It seems that the ACLU is not protecting constitutional liberties. Their goal is to protect "natural" civil liberties. The Constitution and the Bill of Rights are tools that they use but no more than that.
So who decides what civil liberties need protecting? They do. Specifically, their board of directors decides what their specific policies are on issues.
That's why the ACLU sometimes seems so rudderless, at least to conservatives and libertarians. I judge civil liberties by their constitutional protections. Changing the Constitution is justifiably difficult and represents the consensus viewpoint of a super-majority of the nation.
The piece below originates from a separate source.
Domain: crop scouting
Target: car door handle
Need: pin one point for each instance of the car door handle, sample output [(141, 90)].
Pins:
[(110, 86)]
Here are some examples taken from their web site:
Your First Amendment rights-freedom of speech, association and assembly. Freedom of the press, and freedom of religion supported by the strict separation of church and state.Note the words I italicized. This is not what the First Amendments says. Here is how it is worded in the Bill of Rights:
Congress shall make no law respecting an establishment of religion, or prohibiting the free exercise thereof...The ACLU's version justifies suppression of all public references to religion. Schools no longer teach that the Pilgrims came to America in search of religious freedom, just freedom (or more likely, the Pilgrims are not taught at all).
Here's another one from their web site:
Your right to privacy - freedom from unwarranted government intrusion into your personal and private affairs.The constitutional background for this is complicated. The closest provision in the Bill of Rights is the 4th Amendment:
The right of the people to be secure in their persons, houses, papers, and effects, against unreasonable searches and seizures, shall not be violated, and no Warrants shall issue, but upon probable cause, supported by Oath or affirmation, and particularly describing the place to be searched, and the persons or things to be seized.In addition, the Supreme Court "discovered" a right to privacy between a woman and her doctor in their Roe v. Wade ruling.
The purpose of the warrant is to keep the police from making general house-to-house searches to see what they turn up. This was done under the British and was one of the reasons that we demanded independence.
The ACLU opposes the Patriot Act, particularly the part that allows delayed delivery of a warrant. The wording in the 4th Amendment has nothing to say on the matter implying that the fact that law enforcement officers have sworn out a warrant is enough.
The ACLU goes on:
We work also to extend rights to segments of our population that have traditionally been denied their rights, including Native Americans and other people of color; lesbians, gay men, bisexuals and transgendered people; women; mental-health patients; prisoners; people with disabilities; and the poor.I wonder why lesbians lead the list? I also wonder exactly what they had in mind when they included the poor? Do they mean the poor's lack of access to representation or their lack of access to money?
While I can quibble about the wording on their web page, a bigger problem is that the ACLU goes beyond their official limits. They have a whole section on immigrants rights which is too long to reproduce here but it stresses legal immigrants and the rights of foreigners once they enter the US. Nothing is said about the unlimited right of foreigners to enter the US but that has been their policy. The ACLU was the biggest opponent of Operation Minuteman. This project placed volunteers with binoculars and cell phones near the Mexican border. When they spotted a group of people entering the country illegally they called the authorities. Contact between the Minutemen and the illegals was strictly prohibited. When one volunteer saved a Mexican from dying of thirst, he was sent home.
So why would the ACLU fight this? Because they decided that everyone in the world has the right to enter the US (and thereby receive all the benefits of citizenship without having to become citizens).
I do not oppose the ACLU on all issues and I greatly admire them for some of the stands they have taken in the past. At the same time, I sometimes feel that they are as oppressive about establishing their own values as any government and as intolerant of other's beliefs as some hate groups.